BUP vol 100, Juillet/Août/Septembre 2006
Introduction
Un émoi profond se manifeste depuis plusieurs
années déjà au sein de la communauté scientifique devant la désaffection des
jeunes pour les études scientifiques[1].
Déjà en 2001, les étudiants incriminent un enseignement scientifique expérimental
devenu « trop théorique, alors que la démarche expérimentale est
fondamentale… (que cependant) les élèves sont encouragés à apprendre sans
comprendre et (que) cela leur donne une image fausse des sciences »[2].
Comment rénover l’enseignement des sciences
physiques ?
Les derniers programmes des collèges en
physique-chimie se tournent vers les nouvelles démarches d’enseignement mises
en place par la rénovation des enseignements scientifiques (P.R.E.S.T.E) au
primaire et affirment que le collège — situé dans la prolongation de cette
scolarité élémentaire — doit en poursuivre les démarches.
Il convient donc de revisiter les démarches
d’enseignement à la lumière des résultats de la psychologie cognitive
concernant les démarches d’apprentissages de l’élève. D’où deux options
fondamentales pour les professeurs dans leur posture d’enseignant :
-
1. La conviction que l’acquisition
de ses connaissances par l’enfant repose sur ses propres interrogations — et
non sur un simple effort de mémoire.
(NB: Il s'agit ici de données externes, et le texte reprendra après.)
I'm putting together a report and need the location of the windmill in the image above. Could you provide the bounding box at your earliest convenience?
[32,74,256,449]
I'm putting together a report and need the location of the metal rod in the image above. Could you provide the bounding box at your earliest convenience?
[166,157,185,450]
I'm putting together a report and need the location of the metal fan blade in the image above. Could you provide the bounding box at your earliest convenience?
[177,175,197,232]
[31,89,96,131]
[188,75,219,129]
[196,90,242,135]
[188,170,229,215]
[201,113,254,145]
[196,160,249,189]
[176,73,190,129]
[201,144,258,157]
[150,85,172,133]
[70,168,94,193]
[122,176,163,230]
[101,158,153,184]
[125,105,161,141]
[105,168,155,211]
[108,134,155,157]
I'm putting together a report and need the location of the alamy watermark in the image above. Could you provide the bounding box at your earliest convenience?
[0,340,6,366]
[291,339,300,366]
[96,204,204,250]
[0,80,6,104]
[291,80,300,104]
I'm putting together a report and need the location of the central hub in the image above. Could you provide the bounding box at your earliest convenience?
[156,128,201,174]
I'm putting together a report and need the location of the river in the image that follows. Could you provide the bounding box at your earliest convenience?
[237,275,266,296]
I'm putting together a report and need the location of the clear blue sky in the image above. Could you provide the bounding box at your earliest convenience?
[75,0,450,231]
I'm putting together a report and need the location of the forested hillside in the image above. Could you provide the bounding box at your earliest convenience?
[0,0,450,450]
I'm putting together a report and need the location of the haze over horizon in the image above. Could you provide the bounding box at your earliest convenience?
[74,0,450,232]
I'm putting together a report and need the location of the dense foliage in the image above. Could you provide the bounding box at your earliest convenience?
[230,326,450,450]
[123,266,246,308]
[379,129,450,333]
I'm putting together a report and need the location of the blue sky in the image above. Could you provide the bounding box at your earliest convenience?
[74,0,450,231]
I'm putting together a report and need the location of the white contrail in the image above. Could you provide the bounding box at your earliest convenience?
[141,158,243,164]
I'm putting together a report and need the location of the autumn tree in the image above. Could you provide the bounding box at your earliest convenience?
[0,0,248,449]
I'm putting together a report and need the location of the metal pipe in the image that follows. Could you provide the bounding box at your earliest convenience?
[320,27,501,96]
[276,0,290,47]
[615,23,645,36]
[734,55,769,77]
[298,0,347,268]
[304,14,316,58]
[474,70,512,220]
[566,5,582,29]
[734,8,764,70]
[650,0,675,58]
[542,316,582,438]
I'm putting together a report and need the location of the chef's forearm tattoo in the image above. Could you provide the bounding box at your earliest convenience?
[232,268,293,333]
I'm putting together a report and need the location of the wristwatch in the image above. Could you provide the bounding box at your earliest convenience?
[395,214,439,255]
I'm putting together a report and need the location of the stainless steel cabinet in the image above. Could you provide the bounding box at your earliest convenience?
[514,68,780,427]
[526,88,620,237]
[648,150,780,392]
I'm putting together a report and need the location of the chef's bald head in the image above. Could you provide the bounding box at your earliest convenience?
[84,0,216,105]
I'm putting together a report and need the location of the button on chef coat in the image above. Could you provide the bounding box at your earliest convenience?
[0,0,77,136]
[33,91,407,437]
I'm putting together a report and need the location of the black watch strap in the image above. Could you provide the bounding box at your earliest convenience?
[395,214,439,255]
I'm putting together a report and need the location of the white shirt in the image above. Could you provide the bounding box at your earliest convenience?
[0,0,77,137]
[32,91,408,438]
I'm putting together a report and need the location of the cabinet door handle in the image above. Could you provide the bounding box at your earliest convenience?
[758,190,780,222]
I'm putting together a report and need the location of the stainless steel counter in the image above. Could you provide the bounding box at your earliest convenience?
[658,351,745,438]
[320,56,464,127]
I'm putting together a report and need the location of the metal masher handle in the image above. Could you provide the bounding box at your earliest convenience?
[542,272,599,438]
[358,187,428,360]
D’où une démarche dite démarche de
construction de savoir, dans la lignée des travaux de Piaget et de ses
successeurs, Bruner, Wygotski.
Pour les sciences,
cette démarche renvoie à une démarche
dite d’investigation, explicitement invoquée par les textes officiels
— démarche du chercheur transposée dans la classe (d’où ses limites…à
poser) caractérisée par le souci de rendre d’enfant participatif et lui même
acteur de la recherche. Nous verrons que des approches variées sont possibles,
qui permettent à l’enfant diverses conduites pour produire des solutions, des réponses
-
L’incontournable nécessité qui en
découle, celle d’un pilotage de la classe selon une approche dite « langagière »[3],
approche qui sous-tend la place de la maîtrise
de la langue par les élèves. Car, mettre au point une vérité
(scientifique expérimentale) ne peut se faire qu’en échangeant avec ses pairs —
au sein du groupe, et entre groupes, ainsi que le rappelle encore Albert
Jacquard dans le dernier numéro 286 de la revue « Fenêtre sur cours »
: en recherchant parmi la documentation, en débattant ensemble pour
mettre au point les énoncés finaux et les écrits terminaux, les groupes
parviennent à la structuration de leur savoir.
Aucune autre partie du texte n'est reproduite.